Apart from its effects on appearance, colour can also have a major psychological impact on the wearer and those around them. Yellow, for example, evokes optimism, energy and imagination and is thought to improve memory, while red is associated with power and leadership but can come off as arrogant or aggressive in large quantities. Understanding the emotions different levels of colour may trigger can help you present yourself in a certain way or get a message across without saying a word.
On your next conference call, opt for a blouse in a solid shade or simple print (busy patterns can look distracting on camera) in colours that complement your skin tone and colouring. Colours that work for you will promote ease and confidence, even if you’re slightly out of your comfort zone. Don’t know which hues suit you best? An image consultant will be able to help you out with a quick virtual colour consultation.
Accessorise with care
Looking great on a video call is all about dressing up from the waist up. Once you’ve found a blouse or top that looks appropriately professional and flatters your colouring, add interest to your look and draw attention to your face with some clever accessorising. The trick to wearing add-ons without looking OTT? Choosing accessories that suit your face shape.
“If your face is longer than it is wide, you have an oblong or rectangular face shape,” explains Image Innovators SA’s CEO Kyla Blackwood-Murray. “You’ll want to minimise the length of your face by adding a fringe, wearing reading glasses – even if they’re just for effect – or adding volume with your hair to the outer sides of your face. If your face is as long as it is wide, then you have a round or square face shape. Lengthen your face by adding volume to the top of your hair or wearing smaller earrings or a long, v-shaped necklace. The trick is to create the illusion of a balanced face.”
Unfortunately, working from home doesn’t mean wet hair and a splotchy post-shower face are acceptable look for your morning meetings. But you don’t need to go full glam for the camera, either! With a few tweaks to your usual get-up-and-go routine, your face will be Zoom-ready in no time.

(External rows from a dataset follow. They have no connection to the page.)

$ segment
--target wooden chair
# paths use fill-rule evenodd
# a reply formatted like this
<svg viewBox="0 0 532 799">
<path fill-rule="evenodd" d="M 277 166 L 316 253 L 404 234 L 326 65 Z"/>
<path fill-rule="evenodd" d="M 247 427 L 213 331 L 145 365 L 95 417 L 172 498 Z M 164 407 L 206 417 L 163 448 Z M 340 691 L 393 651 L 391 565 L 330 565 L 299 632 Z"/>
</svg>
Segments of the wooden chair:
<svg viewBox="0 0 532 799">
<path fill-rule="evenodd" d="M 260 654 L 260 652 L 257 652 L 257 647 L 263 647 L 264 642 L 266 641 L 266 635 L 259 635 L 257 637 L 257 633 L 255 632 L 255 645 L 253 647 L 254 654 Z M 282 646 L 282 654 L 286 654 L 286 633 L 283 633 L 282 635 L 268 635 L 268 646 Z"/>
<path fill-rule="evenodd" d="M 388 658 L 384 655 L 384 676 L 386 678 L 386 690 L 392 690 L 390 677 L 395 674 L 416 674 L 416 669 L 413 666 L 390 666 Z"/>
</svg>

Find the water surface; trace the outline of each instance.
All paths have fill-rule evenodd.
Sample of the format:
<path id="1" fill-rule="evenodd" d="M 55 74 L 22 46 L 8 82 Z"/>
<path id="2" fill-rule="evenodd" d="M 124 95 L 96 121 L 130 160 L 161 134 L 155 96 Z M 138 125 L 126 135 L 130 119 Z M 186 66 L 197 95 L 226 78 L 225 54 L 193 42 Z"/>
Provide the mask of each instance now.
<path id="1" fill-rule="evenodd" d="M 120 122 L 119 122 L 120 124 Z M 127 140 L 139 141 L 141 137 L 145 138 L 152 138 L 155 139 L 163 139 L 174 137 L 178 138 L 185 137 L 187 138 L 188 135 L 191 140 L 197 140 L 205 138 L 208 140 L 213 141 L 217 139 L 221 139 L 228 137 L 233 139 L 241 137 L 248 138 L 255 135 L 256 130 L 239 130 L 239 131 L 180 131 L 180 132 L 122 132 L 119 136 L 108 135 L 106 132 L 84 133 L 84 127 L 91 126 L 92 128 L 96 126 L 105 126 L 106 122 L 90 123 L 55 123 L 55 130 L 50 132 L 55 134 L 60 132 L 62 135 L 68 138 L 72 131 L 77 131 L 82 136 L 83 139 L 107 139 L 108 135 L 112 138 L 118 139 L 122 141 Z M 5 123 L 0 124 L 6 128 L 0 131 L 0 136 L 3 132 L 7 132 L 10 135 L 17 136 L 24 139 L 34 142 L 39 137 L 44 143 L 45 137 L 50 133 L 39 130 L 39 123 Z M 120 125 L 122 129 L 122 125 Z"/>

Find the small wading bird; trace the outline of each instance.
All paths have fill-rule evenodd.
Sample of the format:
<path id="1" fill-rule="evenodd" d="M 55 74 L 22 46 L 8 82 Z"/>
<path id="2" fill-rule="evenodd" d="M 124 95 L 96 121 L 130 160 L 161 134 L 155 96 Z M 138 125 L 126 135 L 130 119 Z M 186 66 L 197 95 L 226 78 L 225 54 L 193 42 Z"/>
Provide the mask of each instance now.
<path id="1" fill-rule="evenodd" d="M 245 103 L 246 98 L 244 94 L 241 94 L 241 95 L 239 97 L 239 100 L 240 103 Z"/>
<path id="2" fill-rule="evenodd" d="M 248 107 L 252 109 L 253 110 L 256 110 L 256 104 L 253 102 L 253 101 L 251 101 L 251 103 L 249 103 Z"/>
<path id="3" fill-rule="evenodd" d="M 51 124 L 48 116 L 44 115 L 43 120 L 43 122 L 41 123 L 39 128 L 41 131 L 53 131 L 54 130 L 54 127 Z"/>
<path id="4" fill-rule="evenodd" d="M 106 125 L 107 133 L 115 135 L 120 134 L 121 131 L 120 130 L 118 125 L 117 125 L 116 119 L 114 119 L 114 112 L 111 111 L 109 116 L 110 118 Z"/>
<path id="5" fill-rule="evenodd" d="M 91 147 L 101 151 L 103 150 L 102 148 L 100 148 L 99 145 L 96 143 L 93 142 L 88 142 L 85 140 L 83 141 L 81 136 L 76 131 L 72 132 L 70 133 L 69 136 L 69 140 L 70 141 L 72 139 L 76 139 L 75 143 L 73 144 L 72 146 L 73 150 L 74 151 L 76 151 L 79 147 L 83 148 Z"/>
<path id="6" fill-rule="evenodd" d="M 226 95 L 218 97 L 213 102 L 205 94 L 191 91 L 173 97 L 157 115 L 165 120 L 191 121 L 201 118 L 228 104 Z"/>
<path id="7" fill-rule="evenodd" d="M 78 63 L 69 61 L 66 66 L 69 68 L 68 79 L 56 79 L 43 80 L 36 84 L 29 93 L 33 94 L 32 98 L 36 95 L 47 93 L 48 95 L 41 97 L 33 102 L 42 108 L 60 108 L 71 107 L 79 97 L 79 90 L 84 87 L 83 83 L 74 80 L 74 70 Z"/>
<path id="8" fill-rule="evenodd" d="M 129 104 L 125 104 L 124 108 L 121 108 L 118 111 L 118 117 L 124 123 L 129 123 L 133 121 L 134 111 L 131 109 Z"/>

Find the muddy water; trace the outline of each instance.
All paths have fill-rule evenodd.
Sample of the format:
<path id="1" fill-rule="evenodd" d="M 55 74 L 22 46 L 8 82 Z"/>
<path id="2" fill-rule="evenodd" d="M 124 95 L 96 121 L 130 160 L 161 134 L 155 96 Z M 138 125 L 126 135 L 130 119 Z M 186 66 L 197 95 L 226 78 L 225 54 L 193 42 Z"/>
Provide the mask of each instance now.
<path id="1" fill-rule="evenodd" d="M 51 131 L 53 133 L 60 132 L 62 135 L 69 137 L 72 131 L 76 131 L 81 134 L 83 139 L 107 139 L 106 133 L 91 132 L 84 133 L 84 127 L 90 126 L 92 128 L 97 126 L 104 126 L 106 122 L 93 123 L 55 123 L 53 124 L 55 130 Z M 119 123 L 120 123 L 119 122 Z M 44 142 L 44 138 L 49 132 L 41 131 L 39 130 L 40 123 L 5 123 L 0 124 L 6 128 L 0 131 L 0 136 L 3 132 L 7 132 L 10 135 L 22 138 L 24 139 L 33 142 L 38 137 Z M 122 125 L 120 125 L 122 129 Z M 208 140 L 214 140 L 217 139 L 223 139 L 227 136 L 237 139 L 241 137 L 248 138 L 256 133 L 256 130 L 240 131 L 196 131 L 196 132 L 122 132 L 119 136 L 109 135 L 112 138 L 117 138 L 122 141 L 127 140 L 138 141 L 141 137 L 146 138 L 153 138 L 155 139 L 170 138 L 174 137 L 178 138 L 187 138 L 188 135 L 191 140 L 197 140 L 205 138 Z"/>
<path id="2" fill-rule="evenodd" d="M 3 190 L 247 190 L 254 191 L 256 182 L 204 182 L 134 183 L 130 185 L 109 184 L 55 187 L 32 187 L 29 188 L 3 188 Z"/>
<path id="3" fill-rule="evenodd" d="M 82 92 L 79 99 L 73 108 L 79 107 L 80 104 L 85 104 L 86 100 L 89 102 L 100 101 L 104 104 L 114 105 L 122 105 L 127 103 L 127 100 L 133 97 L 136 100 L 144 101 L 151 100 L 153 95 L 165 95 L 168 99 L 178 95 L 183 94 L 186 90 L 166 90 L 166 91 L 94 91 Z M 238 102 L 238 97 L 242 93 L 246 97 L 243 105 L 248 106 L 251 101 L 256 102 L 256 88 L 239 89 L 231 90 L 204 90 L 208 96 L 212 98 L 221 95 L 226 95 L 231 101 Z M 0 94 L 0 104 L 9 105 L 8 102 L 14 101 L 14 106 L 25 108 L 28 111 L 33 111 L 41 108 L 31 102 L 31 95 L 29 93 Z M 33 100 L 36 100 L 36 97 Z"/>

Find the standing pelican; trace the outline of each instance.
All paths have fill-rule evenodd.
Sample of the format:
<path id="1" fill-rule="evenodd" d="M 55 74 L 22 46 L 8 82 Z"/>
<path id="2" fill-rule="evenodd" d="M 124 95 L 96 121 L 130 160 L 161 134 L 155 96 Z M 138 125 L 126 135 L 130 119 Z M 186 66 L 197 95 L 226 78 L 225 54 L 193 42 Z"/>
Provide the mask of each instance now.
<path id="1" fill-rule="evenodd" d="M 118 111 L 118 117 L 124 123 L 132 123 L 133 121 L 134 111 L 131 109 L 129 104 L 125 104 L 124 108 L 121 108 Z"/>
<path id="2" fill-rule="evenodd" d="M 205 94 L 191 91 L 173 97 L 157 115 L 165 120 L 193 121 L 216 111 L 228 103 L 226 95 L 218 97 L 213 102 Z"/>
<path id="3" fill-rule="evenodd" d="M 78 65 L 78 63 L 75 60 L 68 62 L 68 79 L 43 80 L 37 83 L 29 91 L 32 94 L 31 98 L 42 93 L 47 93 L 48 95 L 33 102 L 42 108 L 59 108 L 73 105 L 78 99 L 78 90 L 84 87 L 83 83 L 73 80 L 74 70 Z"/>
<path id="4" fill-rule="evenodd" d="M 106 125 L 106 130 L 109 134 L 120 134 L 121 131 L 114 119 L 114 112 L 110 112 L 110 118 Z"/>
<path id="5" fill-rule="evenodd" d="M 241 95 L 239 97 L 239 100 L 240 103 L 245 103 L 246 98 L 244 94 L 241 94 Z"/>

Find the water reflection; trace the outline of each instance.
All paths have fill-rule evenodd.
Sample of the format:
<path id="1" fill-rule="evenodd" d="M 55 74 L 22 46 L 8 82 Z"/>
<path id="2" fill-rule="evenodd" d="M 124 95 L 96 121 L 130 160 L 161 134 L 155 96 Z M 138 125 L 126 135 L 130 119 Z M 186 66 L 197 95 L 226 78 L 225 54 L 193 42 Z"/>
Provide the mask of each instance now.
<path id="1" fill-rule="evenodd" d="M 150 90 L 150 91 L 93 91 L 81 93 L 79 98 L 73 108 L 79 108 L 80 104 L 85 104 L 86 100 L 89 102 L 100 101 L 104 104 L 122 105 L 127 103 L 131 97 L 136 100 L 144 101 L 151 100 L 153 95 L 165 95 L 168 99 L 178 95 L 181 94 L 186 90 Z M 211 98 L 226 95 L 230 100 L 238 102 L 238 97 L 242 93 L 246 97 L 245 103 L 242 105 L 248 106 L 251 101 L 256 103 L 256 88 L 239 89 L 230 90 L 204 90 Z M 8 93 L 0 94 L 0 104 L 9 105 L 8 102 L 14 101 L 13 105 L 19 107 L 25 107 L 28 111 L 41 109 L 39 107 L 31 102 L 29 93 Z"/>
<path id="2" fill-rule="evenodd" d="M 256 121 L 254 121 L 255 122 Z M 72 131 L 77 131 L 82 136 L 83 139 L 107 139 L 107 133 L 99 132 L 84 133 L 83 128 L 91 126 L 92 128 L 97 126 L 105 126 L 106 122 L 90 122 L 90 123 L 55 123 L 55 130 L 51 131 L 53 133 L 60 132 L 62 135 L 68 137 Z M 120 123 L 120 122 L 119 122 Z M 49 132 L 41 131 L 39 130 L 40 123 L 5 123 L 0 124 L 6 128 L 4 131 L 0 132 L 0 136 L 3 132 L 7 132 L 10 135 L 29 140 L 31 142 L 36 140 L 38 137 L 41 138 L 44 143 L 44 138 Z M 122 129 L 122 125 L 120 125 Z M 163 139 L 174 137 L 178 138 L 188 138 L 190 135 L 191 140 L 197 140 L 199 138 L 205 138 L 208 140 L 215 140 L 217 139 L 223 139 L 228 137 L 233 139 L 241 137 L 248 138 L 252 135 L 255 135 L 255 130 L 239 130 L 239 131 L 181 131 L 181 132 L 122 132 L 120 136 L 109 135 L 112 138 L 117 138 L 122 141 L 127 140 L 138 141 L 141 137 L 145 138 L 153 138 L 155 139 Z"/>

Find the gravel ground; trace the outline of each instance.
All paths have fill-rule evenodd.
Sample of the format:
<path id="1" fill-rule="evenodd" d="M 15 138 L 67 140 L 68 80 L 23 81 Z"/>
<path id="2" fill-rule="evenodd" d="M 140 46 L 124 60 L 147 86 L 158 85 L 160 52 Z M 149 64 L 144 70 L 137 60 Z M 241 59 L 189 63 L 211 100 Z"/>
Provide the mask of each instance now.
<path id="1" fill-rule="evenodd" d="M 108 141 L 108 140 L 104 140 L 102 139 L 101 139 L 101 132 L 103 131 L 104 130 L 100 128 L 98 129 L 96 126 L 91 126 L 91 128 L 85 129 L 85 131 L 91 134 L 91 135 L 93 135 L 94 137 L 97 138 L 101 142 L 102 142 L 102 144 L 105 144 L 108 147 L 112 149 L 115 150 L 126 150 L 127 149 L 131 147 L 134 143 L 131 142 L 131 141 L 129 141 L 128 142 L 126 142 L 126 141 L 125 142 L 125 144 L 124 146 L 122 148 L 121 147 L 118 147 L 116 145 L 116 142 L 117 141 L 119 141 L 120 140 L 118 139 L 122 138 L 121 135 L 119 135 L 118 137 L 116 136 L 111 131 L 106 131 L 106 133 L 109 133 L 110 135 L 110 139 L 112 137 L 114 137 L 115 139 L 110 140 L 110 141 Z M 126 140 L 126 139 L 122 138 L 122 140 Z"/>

As previously mentioned, laptop cameras are often lower quality so it’s easy to appear washed out and flat on-screen. Counter this by adding dimension to your face, focusing on your cheeks and brows. A bit of bronzer and highlighter will define your features and keep you from looking pale, while defined brows will portray emotion easier. Remember that dark things appear smaller on video, so don’t be too heavy-handed when applying eyeshadow!
Clever camera tricks
When it comes to positioning your laptop for a video call, the most crucial aspect to consider is lighting. No matter how great your makeup or how perfectly your royal blue shirt suits you, if the lighting is off you aren’t going to look your best. Open up all your curtains to let the natural light in and position yourself so that the largest source of light is either right in front of you or less than 45 degrees off from where you are seated – never behind you. Your screen can also be a source of light, so you may need to lower its brightness.
Ironically your lap is not the best place to put your laptop when having a video call. For the most flattering angle, elevate your computer off your table using a box or a stack of books so that the camera is at or slightly above eye level. Be sure to sit back from the computer; webcams are wide-angle cameras, so if you sit too close to them your face will be distorted!
Finally, ensure that the scene in the background of the shot is clean, neat and non-distracting – your home is an extension of yourself, after all. It’s best to keep the background simple and plain, if possible, like a blank wall or an uncluttered shelf. If you don't have an appropriate space in your home, Zoom has a great little feature that allows you to insert a virtual background – problem solved!